The first four months of Push-It
Push-It as a game began significantly different than what we have now. When we began, we knew we wanted to create a cooperative multiplayer experience, and that was about all we had. We had not yet determined what the gameplay, objective, or visual style would be, but knew we wanted to forge something that would bring players together to achieve a shared goal. With this in mind, our first idea for gameplay was shared control of a ship.
Many people have heard of the games Artemis and Guns of Icarus Online, both of these games places a set number of players, 6 and 3 respectively, on teams to jointly crew a ship. Each player relies on the others to complete their objectives and perform their duties. If one player fails, the entire crew may fail. While these games provide players a strong sense of cooperation and urgency, Artemis fails to place players directly in the action, instead viewing it through 2D displays while Icarus players spend just as much time running around the ship in 1st person as actually performing actions on or with it. We wanted liked the cooperative aspects of both, and created our first iteration based on a melding of these two ideas. Our players would take direct control of stations on a ship, providing 1st person views from gunnery batteries as well as the helm to work together to control, navigate and protect the ship.
As we progressed with the idea of players jointly controlling a ship, we asked ourselves “Is every role fun and engaging to play? Would people be happy to be locked into a single role or should be allow variation in what each player can do?” What we came back with was a resounding “No” to the first and “Allow variation” to the second. With that in mind, we began developing ideas to allow players to do more than one thing and not be locked in a single role, thus we came up with the idea of drones. Drones would be a secondary mechanic for the gunners to use. Rather than having a dedicated mechanic making repairs to the ship, each gunner could choose to exchange their offensive potential for defensive. When controlling their drone, the gunner would be able to repair gunnery batteries on the hull of the ship, raise shield walls and perform other supportive actions to assist the ship and their team in non-offensive capacity.
With drones, we solved the “Being a gunner can get boring” issue, but had not touched the role of the helmsman. How could we make being in charge of navigation and moving the ship more fun and engaging for that player? After long discussion of the issues that faced being a helmsman, as well as taking a deeper look into the drone gameplay, we determined that we needed to make a dramatic change. With it determined that playing as a dedicated helmsman would likely get boring for a majority of players, we decided to remove the role. With that, we now had gunnery batteries on the hull and defensive drones for support. How would the ship move? The drones would be able to push it with a beam of some sort.
With this change, Push-It as it is now truly began. Multiple players working together to defend and push their broken hull of a ship through a maze of enemies to return “home.” Looking at where it was now, we questioned the need for the offensive batteries at all, and so we removed them. Players now all took control of their own drone, pushing their ship to safety while fighting off and avoiding enemies and dangers. Why complicate the gameplay with combat, though? Why not just make all the danger the players, and their ship, face come from the environment? Many games add combat mechanics “just because” without necessarily having a sound reason for them, thus we decided to remove them. They weren’t needed, we decided, and testers agreed when we brought a combat-less build to QA with the only goal being to use your “push beam” to get an object from the start of the level, through various environmental puzzles and dangers, to the end of the level. We didn’t impose a time limit or any other requirements, just “get there.” They loved it.

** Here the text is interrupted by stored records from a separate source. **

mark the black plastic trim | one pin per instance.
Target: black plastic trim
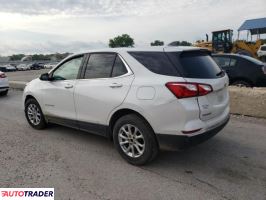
(179, 142)
(97, 129)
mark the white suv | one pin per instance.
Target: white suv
(4, 86)
(144, 99)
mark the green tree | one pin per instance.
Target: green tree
(157, 43)
(121, 41)
(178, 43)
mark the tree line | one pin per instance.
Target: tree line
(123, 40)
(126, 40)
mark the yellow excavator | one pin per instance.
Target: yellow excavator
(222, 41)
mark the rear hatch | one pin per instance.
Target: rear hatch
(196, 66)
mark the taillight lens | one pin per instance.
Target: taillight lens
(2, 75)
(185, 90)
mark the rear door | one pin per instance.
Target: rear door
(198, 67)
(104, 86)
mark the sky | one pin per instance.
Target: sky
(49, 26)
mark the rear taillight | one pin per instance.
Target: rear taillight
(185, 90)
(264, 69)
(2, 75)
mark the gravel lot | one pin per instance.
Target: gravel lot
(25, 76)
(79, 165)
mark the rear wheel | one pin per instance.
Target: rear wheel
(34, 114)
(241, 83)
(135, 140)
(4, 93)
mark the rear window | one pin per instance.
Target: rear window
(196, 64)
(157, 62)
(263, 48)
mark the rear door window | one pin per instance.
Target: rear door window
(119, 68)
(196, 64)
(157, 62)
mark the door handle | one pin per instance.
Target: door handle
(68, 86)
(116, 85)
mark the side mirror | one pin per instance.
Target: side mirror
(45, 77)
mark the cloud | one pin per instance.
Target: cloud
(98, 7)
(32, 42)
(72, 25)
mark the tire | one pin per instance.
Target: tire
(4, 93)
(36, 118)
(241, 83)
(143, 142)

With the new change, however, we realized we just had an incredibly simple game, one that wasn’t particularly innovative. It was fun to play, yes, because of the player interactions and the cooperation requirements, but not innovative. We also had the issue of being limited to 4 players on a single machine, using Xbox 360 controllers. Around the same time, I was working on a side project using mobile phones with gps to make a “hunger games” style hide and seek game. When I mentioned it to my group, we had a groundbreaking idea to “combine” the two. We would have players use their smart phones as controllers. It took only a few days to set up a system in which players could download an app to their android device and easily connect to the game through wifi giving them a virtual controller on the screen of their device. The versatility of smart phones has also provided us with the ability to make a range of control schemes, from a “twin-stick” scheme to a gyroscope based “tilt-to-move” scheme, with many more possibilities for additional schemes.

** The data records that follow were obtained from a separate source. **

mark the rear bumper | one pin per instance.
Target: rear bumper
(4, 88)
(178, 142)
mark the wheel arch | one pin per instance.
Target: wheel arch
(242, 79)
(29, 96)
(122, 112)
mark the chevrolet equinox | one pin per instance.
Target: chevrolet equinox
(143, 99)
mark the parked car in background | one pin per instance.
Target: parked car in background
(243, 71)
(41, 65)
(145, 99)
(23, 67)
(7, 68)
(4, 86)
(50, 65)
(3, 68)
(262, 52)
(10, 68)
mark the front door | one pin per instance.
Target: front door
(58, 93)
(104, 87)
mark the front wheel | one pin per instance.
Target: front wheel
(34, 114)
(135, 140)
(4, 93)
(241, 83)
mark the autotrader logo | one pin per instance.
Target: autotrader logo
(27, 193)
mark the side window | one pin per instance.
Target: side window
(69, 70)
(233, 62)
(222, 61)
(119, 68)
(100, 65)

Push-It had now moved beyond something you might play in your living room with your family and friends to a game that could be played on nearly any screen anywhere, with little setup. It could be deployed in movie theaters before a screening or in a park or even on Time Square, the possibilities for deployment were endless because players could seamlessly drop in and out of the game without affecting the ability to complete the levels.
The process of reaching the point where we are now with Push-It has been extremely educational about the true process of game development. We started with just a simple idea of making a cooperative experience, we progressed through so many different iterations and ideas before we reached this point. In addition, although I only focused on the iterations that directly led to Push-It where it is today, we also had alternative ideas that we developed alongside the cooperative experience that also provided ideas for thing to do and not do in Push-It.